Problem/Motivation
If there is a link to a managed file in a text field, e.g. href='/sites/default/files/foo.pdf', the HtmlLink tracker will not identify this as a file entity. So there is no usage record of this file entity usage. If you are using usage info to fully remove references to a file, this will be missed and leave a 404 or other error.
I believe the problem is that the UrlToEntity code depends on converting urls to routes and file urls are direct links that are not routes. So they are not identified.
Steps to reproduce
- Files/Content should be allowed as targets/sources
- Upload or use an existing managed file
- Get the direct url to the file and the fid.
- Add a link to the file as a manually entered url, e.g. <a href='/sites/default/files/foo.pdf'>Test link</a>
- Note the node id
- Save the page.
- Query the usage database table for target_id = the fid and source_id = the node id
- There will be no entry
Proposed resolution
The UrlToEntity class should check if:
- file entities allowed as targets and
- the url starts with the public file system path.
If true, then convert the url to a public://(path sans public file path) Uri that can be used to query the uri field in the managed_files table to find the fid.
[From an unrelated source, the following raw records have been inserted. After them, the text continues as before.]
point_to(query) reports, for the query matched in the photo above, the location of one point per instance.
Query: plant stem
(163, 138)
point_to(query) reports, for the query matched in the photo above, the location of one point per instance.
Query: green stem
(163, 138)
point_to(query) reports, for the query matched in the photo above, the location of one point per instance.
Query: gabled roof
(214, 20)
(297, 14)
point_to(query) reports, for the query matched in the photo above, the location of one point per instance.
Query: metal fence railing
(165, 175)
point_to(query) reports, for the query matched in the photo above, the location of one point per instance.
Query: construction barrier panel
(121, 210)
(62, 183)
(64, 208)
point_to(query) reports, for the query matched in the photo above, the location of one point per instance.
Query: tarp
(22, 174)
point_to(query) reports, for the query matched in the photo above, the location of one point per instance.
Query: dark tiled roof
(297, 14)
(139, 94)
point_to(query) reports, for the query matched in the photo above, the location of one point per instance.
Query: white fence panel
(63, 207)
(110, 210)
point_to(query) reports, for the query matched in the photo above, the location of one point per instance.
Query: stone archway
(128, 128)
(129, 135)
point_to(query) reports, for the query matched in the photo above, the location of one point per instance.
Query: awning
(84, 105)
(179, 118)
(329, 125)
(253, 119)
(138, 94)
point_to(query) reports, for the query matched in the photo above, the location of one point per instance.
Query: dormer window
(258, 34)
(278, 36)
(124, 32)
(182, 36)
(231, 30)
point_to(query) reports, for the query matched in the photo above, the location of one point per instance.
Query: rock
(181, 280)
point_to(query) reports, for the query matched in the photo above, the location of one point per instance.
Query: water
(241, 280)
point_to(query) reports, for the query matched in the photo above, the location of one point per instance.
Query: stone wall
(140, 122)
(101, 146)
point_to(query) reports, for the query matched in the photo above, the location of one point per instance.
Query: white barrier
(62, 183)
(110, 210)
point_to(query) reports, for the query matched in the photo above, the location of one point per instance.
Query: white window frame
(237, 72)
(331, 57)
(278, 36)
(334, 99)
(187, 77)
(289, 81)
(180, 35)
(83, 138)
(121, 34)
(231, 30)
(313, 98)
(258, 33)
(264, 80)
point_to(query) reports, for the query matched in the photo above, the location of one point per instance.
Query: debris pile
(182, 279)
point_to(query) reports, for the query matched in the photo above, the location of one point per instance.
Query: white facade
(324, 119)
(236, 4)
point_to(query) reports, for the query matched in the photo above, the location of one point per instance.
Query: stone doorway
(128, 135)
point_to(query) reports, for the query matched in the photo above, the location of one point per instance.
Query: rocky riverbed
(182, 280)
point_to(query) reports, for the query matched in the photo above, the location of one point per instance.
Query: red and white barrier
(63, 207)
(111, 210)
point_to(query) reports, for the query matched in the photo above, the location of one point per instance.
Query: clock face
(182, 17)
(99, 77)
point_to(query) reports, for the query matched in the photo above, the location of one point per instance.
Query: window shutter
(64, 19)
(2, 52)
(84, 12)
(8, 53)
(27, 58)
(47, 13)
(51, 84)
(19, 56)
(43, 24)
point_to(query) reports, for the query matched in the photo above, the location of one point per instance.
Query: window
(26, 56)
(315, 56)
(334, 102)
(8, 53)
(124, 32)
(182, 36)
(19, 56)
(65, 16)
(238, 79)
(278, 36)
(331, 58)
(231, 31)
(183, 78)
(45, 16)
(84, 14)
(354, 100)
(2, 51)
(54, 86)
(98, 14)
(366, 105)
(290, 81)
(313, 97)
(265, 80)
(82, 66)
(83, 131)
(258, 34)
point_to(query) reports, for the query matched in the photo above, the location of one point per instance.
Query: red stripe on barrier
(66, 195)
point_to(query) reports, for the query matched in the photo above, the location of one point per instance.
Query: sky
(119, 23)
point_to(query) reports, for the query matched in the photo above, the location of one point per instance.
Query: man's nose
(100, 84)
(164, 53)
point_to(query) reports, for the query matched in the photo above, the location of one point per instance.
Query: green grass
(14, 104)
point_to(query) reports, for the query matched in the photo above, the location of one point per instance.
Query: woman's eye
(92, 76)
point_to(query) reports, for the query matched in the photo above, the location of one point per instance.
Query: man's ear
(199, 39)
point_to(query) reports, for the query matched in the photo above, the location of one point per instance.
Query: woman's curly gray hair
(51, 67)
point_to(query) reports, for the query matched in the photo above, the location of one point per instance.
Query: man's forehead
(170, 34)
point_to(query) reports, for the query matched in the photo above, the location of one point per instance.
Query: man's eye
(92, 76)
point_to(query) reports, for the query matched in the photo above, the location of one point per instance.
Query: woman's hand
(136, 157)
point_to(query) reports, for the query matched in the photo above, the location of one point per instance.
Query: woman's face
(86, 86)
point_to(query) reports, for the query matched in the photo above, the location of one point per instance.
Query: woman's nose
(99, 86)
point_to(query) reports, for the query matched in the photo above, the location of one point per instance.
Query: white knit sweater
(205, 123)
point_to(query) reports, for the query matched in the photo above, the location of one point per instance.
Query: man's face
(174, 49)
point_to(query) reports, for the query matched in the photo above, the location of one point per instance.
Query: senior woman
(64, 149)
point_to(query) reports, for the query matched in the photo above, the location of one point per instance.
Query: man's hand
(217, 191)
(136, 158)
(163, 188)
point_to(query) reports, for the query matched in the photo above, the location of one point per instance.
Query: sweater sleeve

Return this file entity info.
Remaining tasks
Proposed plan discussion
Write the code.
User interface changes
API changes
Data model changes
| Comment | File | Size | Author |
|---|---|---|---|
| #2 | 3537701-2-expand-public-file-pattern.patch | 752 bytes | chewi3 |
Comments
Comment #2
chewi3 commentedI had a similar issue after updates where direct file links in body texts were no longer tracked for usage through HtmlLink. After debugging this issue, it turned out that the public file regex pattern in PublicFileIntegration was changed as part of https://www.drupal.org/project/entity_usage/issues/3514883 and now no longer matches file paths like "/sites/default/files/imagename.jpeg".
I made a patch that re-adds the optional leading slash which was present in earlier versions. I also made sure we never get a double trailing slash. (which I got at one point during testing).
This new pattern should now handle both external and local file systems. However, I did not actually test this with an external file system, so it would be great if someone could confirm that this still works with S3 or similar.
Comment #3
idebr commentedComment #4
james.williamsLooks like this is the same as #3521603: Local linked files are no longer tracked, which is older and has an MR?